A rubber brush should be used during moulting to remove the dead and loose hairs. A wipe down with a damp cloth will bring out the shine in the coat. Miniature Pinschers are easy to keep well groomed and tidy.
Miniature Pinschers are happy living in a flat or apartment so long as they get a run and play at least three times a day. They are not content spending their lives as lap dogs.
The Miniature Pinscher is also called the 'Rey Pinscher' due to their resemblance to a small variety of deer in Germany. Records show that the Pinscher existed back in 1836. They evolved from the Dachshund and Italian Greyhound and were bred for destroying vermin such as rats and mice throughout stables in Europe. In 1895 the Pinscher Klub of Germany was created and the official standard for this breed was written soon after.
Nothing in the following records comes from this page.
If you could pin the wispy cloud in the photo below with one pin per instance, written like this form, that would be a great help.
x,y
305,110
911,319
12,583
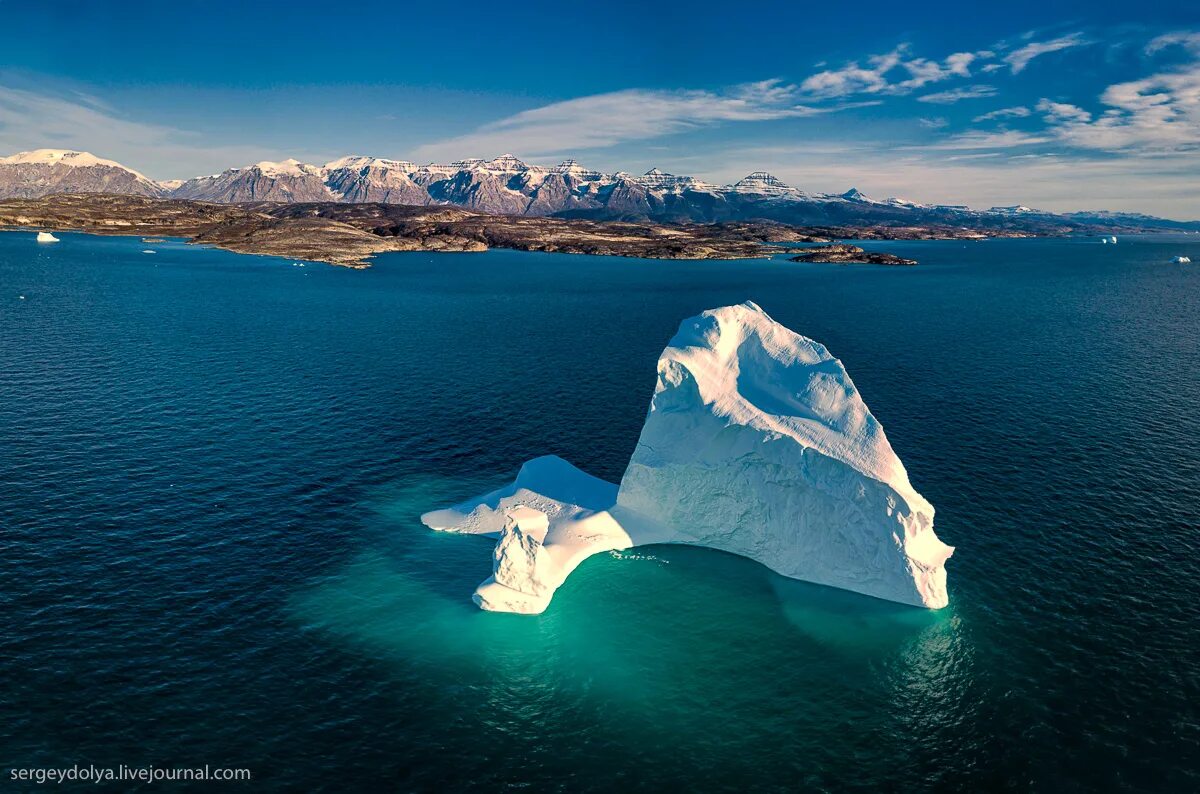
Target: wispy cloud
x,y
1186,38
1062,112
1151,115
1020,58
1005,113
635,114
958,95
1008,139
886,73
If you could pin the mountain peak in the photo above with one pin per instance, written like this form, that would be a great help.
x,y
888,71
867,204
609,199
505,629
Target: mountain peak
x,y
289,167
64,157
763,184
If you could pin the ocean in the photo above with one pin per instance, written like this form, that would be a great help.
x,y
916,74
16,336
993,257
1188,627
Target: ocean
x,y
211,469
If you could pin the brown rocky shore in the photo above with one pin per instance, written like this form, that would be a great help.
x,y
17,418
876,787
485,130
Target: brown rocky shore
x,y
349,234
845,254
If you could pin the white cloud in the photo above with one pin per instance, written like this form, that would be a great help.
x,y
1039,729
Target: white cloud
x,y
635,114
1005,113
1008,139
1020,58
1151,115
875,77
958,95
1167,186
1188,40
1062,112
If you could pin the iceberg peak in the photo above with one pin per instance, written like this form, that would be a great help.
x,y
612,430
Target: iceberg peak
x,y
756,443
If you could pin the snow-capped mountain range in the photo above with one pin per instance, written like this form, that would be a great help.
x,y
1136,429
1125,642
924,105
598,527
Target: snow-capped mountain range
x,y
510,186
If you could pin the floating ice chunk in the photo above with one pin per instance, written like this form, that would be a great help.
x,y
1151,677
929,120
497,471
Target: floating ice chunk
x,y
756,443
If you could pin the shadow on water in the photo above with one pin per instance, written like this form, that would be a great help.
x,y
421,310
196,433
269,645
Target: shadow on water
x,y
621,617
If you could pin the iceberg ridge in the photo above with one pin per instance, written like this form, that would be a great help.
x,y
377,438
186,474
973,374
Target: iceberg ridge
x,y
756,443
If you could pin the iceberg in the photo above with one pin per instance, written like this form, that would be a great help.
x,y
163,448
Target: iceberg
x,y
756,443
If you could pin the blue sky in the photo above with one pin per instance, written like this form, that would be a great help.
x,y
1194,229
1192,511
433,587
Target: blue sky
x,y
1054,104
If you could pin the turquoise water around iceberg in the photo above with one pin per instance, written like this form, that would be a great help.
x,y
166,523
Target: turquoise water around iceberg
x,y
211,469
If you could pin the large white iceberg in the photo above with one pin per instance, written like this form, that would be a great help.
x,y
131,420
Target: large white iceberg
x,y
756,443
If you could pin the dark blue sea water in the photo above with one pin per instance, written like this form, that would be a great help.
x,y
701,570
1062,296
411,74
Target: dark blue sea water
x,y
211,469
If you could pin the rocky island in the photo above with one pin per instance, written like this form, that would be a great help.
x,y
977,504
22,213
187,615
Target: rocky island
x,y
841,253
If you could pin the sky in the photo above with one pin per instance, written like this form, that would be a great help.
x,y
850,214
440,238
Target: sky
x,y
1059,106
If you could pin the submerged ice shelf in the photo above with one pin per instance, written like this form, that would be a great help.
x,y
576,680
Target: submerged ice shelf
x,y
756,443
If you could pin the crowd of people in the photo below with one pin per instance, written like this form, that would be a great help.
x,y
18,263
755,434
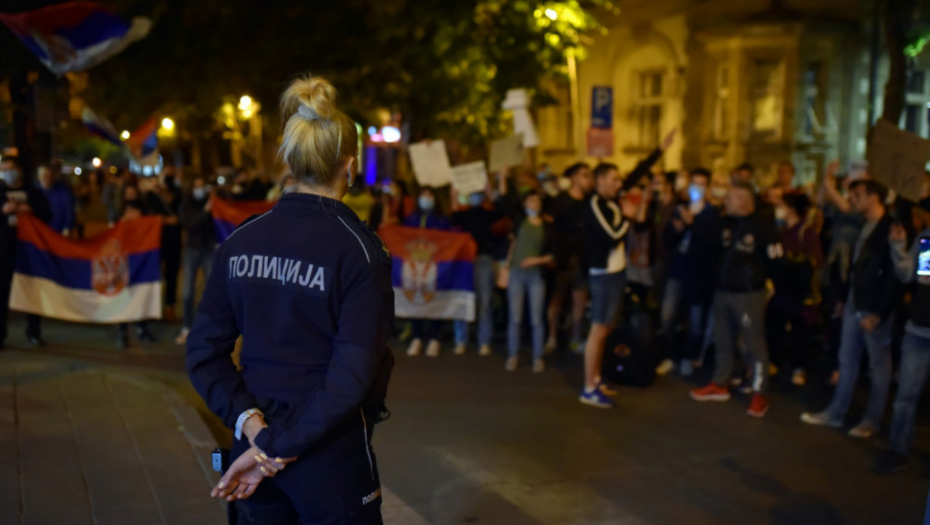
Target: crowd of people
x,y
781,282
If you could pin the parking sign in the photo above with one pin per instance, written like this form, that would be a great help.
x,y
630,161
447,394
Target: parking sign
x,y
602,107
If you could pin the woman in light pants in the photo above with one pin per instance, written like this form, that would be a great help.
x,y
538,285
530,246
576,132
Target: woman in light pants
x,y
530,252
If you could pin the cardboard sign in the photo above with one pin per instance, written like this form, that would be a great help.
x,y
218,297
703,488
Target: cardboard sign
x,y
506,153
430,163
898,159
470,178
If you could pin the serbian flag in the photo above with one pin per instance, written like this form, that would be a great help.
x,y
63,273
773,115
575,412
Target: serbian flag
x,y
228,215
432,274
114,277
100,127
74,36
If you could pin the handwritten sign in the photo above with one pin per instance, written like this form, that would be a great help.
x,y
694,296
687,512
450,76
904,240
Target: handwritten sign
x,y
506,153
898,159
470,178
431,163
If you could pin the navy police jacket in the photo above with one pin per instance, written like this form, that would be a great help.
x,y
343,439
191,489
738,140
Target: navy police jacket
x,y
308,287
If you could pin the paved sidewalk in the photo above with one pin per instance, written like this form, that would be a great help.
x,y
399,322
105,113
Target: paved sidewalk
x,y
87,445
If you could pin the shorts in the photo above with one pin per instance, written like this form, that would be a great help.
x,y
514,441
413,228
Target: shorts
x,y
607,292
General Appearance: Compact, sturdy and athletic.
Color: Solid red, black, chocolate or blue with tan in designated areas.
Coat: Straight, smooth, hard and short.
Tail: Carried high and commonly docked.
Ears: Two types of ears are permitted. (1) V-shaped and carried erect and (2) the same but with the tips falling forward.
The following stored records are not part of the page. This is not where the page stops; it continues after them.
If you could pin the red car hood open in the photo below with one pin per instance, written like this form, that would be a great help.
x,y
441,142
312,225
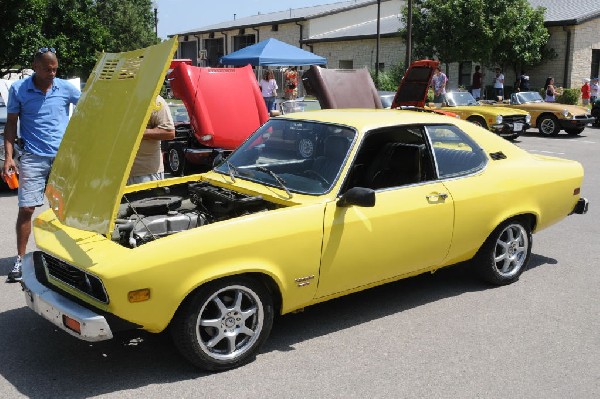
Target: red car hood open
x,y
225,105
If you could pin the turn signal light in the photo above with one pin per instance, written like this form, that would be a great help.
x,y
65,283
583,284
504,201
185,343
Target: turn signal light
x,y
139,295
72,324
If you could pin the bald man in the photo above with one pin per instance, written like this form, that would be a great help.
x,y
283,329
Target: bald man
x,y
41,104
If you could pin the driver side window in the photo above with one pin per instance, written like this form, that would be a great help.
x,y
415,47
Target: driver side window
x,y
392,157
455,153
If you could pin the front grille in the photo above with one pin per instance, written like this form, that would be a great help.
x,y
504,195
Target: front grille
x,y
513,118
76,278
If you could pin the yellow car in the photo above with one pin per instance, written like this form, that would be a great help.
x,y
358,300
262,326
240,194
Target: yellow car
x,y
214,257
550,118
505,122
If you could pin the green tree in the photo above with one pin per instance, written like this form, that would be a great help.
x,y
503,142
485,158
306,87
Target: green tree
x,y
76,33
130,23
20,31
491,32
77,29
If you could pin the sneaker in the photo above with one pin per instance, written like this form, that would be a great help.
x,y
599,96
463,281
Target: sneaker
x,y
15,274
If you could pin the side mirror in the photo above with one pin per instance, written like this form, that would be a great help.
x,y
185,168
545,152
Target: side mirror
x,y
359,196
218,159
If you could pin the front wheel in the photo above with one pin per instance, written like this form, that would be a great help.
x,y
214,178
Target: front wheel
x,y
224,324
548,125
505,254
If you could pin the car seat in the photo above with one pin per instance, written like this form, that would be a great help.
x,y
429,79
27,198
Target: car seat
x,y
334,152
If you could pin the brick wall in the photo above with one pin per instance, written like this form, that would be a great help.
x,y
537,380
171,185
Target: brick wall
x,y
363,53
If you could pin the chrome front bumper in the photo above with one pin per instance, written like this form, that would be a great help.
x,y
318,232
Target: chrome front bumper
x,y
581,207
54,307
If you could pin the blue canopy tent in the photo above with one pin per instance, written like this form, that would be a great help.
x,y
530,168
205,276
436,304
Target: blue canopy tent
x,y
272,52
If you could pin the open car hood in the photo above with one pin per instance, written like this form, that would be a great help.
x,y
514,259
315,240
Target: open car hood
x,y
94,159
225,105
412,90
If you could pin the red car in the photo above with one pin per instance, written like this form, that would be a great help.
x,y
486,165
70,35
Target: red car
x,y
225,106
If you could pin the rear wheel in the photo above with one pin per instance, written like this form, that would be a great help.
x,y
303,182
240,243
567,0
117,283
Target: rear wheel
x,y
548,125
505,254
224,323
477,120
175,160
574,132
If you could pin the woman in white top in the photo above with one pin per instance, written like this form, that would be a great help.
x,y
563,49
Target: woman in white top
x,y
268,87
594,90
550,90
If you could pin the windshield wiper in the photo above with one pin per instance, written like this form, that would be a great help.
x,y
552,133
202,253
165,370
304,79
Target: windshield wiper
x,y
276,177
232,170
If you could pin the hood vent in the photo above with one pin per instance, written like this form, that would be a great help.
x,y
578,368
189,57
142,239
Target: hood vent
x,y
496,156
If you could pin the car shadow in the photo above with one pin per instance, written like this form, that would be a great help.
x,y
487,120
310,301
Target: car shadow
x,y
560,136
34,348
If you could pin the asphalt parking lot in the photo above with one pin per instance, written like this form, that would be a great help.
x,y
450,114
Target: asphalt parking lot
x,y
441,335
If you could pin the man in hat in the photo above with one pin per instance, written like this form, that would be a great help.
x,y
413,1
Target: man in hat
x,y
585,92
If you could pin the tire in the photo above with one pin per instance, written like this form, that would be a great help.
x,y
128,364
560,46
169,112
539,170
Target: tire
x,y
574,132
505,254
175,160
478,120
548,125
223,324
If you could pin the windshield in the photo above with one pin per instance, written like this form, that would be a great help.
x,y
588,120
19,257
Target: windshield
x,y
179,113
460,98
292,155
529,97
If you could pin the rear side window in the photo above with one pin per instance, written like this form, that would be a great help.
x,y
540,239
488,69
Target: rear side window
x,y
455,152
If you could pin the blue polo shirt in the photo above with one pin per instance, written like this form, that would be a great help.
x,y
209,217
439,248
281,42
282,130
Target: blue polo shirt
x,y
43,116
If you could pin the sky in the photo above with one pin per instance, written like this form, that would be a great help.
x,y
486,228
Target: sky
x,y
180,15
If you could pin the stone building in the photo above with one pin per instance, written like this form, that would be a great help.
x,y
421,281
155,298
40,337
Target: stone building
x,y
346,34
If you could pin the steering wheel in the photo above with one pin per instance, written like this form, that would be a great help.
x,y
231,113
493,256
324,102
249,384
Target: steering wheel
x,y
324,182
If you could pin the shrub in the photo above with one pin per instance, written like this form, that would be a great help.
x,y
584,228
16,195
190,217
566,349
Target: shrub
x,y
569,96
388,80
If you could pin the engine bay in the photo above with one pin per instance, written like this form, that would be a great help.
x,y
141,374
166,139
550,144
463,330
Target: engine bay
x,y
148,215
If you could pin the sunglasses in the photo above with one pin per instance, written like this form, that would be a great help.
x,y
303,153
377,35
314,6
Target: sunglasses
x,y
44,50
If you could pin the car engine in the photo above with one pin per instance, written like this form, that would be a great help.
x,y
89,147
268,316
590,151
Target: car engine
x,y
148,215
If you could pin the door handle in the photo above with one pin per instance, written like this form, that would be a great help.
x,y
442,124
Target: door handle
x,y
436,197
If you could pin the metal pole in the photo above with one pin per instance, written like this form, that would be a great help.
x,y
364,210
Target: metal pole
x,y
377,45
156,21
408,35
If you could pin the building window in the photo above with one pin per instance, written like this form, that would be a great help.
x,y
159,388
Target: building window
x,y
214,51
241,41
464,74
346,64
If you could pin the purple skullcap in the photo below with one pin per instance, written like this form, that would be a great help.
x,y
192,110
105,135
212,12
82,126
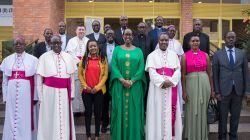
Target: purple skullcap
x,y
171,26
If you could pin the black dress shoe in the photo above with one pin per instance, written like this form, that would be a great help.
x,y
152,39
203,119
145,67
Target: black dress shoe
x,y
104,129
77,114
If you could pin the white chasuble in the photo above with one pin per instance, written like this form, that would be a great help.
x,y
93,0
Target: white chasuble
x,y
17,96
161,122
77,48
54,116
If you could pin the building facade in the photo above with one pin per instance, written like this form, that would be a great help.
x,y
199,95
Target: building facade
x,y
31,17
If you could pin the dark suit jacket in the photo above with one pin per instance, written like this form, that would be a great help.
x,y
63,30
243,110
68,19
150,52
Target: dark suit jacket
x,y
153,38
118,37
224,75
204,42
101,40
104,49
39,49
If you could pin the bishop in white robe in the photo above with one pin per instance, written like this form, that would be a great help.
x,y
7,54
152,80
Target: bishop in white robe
x,y
55,85
77,48
163,120
19,94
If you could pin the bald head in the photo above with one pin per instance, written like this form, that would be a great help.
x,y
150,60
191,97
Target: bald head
x,y
19,44
62,27
124,22
197,27
56,43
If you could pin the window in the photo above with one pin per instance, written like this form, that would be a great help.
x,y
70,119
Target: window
x,y
236,1
72,24
206,1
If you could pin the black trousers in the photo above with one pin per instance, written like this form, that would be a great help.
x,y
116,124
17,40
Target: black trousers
x,y
105,107
88,100
232,104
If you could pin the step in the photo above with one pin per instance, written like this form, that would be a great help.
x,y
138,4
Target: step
x,y
243,131
80,133
78,120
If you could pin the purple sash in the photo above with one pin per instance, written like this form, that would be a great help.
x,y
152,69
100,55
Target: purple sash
x,y
170,72
61,83
21,75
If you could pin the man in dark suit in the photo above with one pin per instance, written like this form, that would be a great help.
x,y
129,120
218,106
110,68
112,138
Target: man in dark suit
x,y
197,31
231,83
106,28
140,39
64,37
107,50
154,34
43,47
97,36
119,32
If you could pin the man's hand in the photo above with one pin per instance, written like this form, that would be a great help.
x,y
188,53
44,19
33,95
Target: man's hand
x,y
185,97
88,89
167,84
218,97
94,91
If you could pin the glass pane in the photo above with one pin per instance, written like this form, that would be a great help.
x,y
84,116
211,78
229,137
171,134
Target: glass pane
x,y
236,1
151,0
225,27
94,0
214,46
206,1
114,22
210,27
72,24
6,2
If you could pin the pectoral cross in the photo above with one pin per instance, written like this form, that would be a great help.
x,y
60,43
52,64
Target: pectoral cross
x,y
163,72
16,75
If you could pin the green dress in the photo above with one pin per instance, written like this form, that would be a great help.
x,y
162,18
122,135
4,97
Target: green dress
x,y
127,116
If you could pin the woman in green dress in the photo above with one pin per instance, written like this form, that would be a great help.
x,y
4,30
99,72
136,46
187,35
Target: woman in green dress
x,y
127,88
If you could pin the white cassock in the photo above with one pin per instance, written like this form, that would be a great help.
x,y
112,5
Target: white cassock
x,y
54,117
159,118
17,95
175,46
77,49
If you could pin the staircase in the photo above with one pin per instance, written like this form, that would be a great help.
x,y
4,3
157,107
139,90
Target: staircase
x,y
243,131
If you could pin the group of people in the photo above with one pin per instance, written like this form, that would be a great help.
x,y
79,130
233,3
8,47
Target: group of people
x,y
135,71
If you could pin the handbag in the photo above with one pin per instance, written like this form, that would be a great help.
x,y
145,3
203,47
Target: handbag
x,y
212,111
Body: The body is square with a sloping topline towards the rear. The belly is moderately tucked up with long and well angulated hindquarters.
- The Miniature Pinscher can be trained extremely well and is eager to learn. Many owners of small dogs feel that basic training is sufficient for them, which is a shame for the Miniature Pinscher. They greatly benefit from early socialization with other dogs and puppies and will quickly understand and obey with proper training.